Comet Lodge Cemetery
The gravestones in this lost burial ground were bulldozed and replaced with houses and a dog park.
Seattle’s Comet Lodge Cemetery is a disappearing piece of history, itself having been buried by time, greed, and bureaucracy. Today, most observers pass by the cemetery without even recognizing the hallowed ground.
The cemetery was created in the 1800s, initially as a sacred burial ground for the area’s native Duwamish Nation. By the 1880s, the graveyard was largely taken over by the white settlers who had moved to the area some 30 years prior. The cemetery fell into disuse by the 1930s and sat neglected for decades.

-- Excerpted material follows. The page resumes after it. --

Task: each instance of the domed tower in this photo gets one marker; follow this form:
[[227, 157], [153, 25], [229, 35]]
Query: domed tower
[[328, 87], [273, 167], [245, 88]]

In 1987 the story of the site took a tragic turn. The city of Seattle decided to gut the area, laying waste to many of the headstones and running sewage pipes underground for the oncoming new residences. Headstones were bulldozed, moved, broken, or stolen. A historic burial area for young children on the site has been built over with 11 homes. A large portion of the cemetery has been designated by the city as a neighborhood dog run.
Today, the green fields of the area are spotted with misplaced graves marking nothing but lost history, and even they are often hidden by the myriad wispy tree branches that overhang the area. But while the graveyard slowly fades away, there are still some in the city who are working to preserve its history—to keep, at least, its story alive.